- Battle of Kowang-san or Battle of Hill 355: Part of the Korean War
| Date | 3–4 October 1951 |
| Location | Kowang-san, Yeoncheon County, Gyeonggi Province, South Korea |
| Result | United Nations and Canadian victory |

Belligerents
- United Nations Canada;: China

Units involved
- Royal 22nd Regiment 2 PPCLI Royal Canadian Regiment King's Own Scottish Borderers King's Shropshire Light Infantry 3 RAR: People's Volunteer Army

= Battle of Kowang-san =

1951 battle of the Korean War

The Battle of Kowang-san, also known as the Battle of Hill 355, was fought during the Korean War between United Nations Command (UN) forces—primarily the Royal 22nd Regiment / the Royal Canadian Regiment—and the Chinese People's Volunteer Army (PVA) at Kowang-san (Kowang mountain), it was nicknamed "Little Gibraltar" by UN troops because of its prominent size and many defensive positions.

== First battle (3–4 October 1951) ==
On 3 October 1951, the 1st Commonwealth Division attempted to capture Hill 355 (Kowang-san) and adjoining features from the Chinese People's Volunteer Army (PVA) as a part of the Operation Commando carried out by UN forces.

The following day, KOSBs captured Hill 355 (Kowang-san), KSLI captured Hill 277, 3 RAR captured Hill 199, Royal 22nd Regiment captured area of Gangseo-ri, 2 PPCLI captured area of west Bugok-ri, Royal Canadian Regiment captured area of Hill 187.

== Second battle (22–25 November 1951) ==
The U.S. 3rd Infantry Division, holding the summit of Hill 355 (Kowang-san), known as "Little Gibraltar", was pushed off the strategic and commanding position by an assault of several divisions of PVA soldiers.
Royal 22nd Regiment (Van Doos) was attacked by the Chinese People's Volunteer Army (PVA), but held on to the west flank of Hill 355 (Kowang-san). A special operations platoon of 20 men led by Léo Major in an overnight assault captured Hill 227 on the west flank of Hill 355 overlooking the RCR positions.
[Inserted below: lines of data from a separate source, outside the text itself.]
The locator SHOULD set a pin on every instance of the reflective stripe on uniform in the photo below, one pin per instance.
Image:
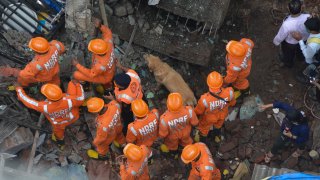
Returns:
(163, 123)
(118, 105)
(157, 115)
(134, 76)
(81, 98)
(27, 99)
(133, 173)
(69, 103)
(102, 68)
(210, 168)
(231, 94)
(125, 96)
(38, 66)
(133, 131)
(45, 108)
(58, 46)
(190, 113)
(235, 68)
(204, 101)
The following day, the US 3rd Division attempted to recapture Hill 355 summit, in a fierce battle over two days recovered the position.

16 Canadians were killed, 34 wounded, and 3 taken prisoner.

US 3rd Division sustained many casualties in the three-day battle.

== Third battle (23–24 October 1952) ==
The battle started with Royal Canadian Regiment occupying the hilltop. A Chinese artillery assault followed by an infantry attack dislodged many of them. This was followed by an overnight Canadian artillery barrage, which had strong effect against the Chinese troops, who had not had an opportunity to find shelter, then a Canadian infantry counter-attack.

18 Canadians were killed, 35 wounded, and 14 taken prisoner, the second-highest daily Canadian casualty count in the Korean War.

==Memorial==
Royal Canadian Regiment commemorate this battle on 25 October (Kowang-San Day).